South Korea to impose restrictions on Google and Apple

If the amendments to the Telecommunications Companies Law are approved, the technology giants will not be able to require developers to use their payment system

The South Korean Legislation and Justice Parliamentary Commission plans to approve the reforms to the Telecommunications Companies Law, which includes aspects related to the collection of commissions. Companies like Google and Apple will not be able to require software developers to use their payment systems, no longer getting commissions for “in-app purchases”.

If the commission approves the legislative reform on Tuesday, also known as the “anti-Google law”, it will be submitted to a final vote next Wednesday and those would be the first restrictions that technology companies would face by one of the strongest economies globally.

The law is focused on “application store operators with dominant positions in the market”, and parliamentarians, since mid-2020, have been pushing “the question of the structure of commission charges.”

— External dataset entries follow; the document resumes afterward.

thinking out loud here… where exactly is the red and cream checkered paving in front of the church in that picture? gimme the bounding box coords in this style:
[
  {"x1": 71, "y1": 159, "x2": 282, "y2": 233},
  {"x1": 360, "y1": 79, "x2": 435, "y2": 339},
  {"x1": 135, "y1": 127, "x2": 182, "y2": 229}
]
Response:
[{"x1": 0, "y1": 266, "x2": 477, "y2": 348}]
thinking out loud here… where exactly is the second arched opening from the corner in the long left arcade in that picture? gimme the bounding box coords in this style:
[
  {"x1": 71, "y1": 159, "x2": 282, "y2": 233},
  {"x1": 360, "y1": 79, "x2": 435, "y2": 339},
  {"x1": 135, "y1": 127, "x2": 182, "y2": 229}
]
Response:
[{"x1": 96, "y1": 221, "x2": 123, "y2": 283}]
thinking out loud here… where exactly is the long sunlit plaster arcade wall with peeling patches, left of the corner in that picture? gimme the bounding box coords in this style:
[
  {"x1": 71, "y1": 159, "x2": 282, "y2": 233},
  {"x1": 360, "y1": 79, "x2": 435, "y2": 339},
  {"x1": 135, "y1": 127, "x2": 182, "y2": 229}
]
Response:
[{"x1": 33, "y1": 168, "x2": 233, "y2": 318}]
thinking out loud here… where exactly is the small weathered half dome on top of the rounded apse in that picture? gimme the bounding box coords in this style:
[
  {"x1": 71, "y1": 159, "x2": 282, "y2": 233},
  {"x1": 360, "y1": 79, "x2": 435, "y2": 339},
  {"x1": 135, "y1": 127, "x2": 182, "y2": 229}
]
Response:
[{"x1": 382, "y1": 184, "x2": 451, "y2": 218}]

If it becomes law, developers will have different options and will be able to select which independent payment systems they want to use.

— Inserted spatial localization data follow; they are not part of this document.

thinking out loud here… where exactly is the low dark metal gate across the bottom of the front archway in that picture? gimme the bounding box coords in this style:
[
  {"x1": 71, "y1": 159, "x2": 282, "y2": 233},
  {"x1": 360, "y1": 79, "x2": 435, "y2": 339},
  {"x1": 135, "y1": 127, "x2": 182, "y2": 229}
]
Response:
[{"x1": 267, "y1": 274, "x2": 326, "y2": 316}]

Worldwide, both Google and Apple have received criticism and harsh criticism for demanding that developers use the payment systems of their companies, which charge up to 30 % commission for each of the purchases made.

Kwon Se-hwa, CEO of the Korea Internet Corporation Association, a non-profit group representing Korean technology companies, noted in the case of game applications, “Google has forced application developers to use its own payment system (…) and wants to extend its policy to other applications such as music or cartoons.”

Other nations are also managing legal aspects that allow them to put limits on the world’s technology companies, this is how in 2020 the European Union proposed the Digital Markets Law, which also aims to reduce the “commissions of the application stores”. However, some lawmakers want to “toughen it up to specifically target America’s tech giants.”

In the United States, three bipartisan deputies presented a project “that would stop the application stores of companies that, according to them, exercise too much control of the market, including Apple and Google.”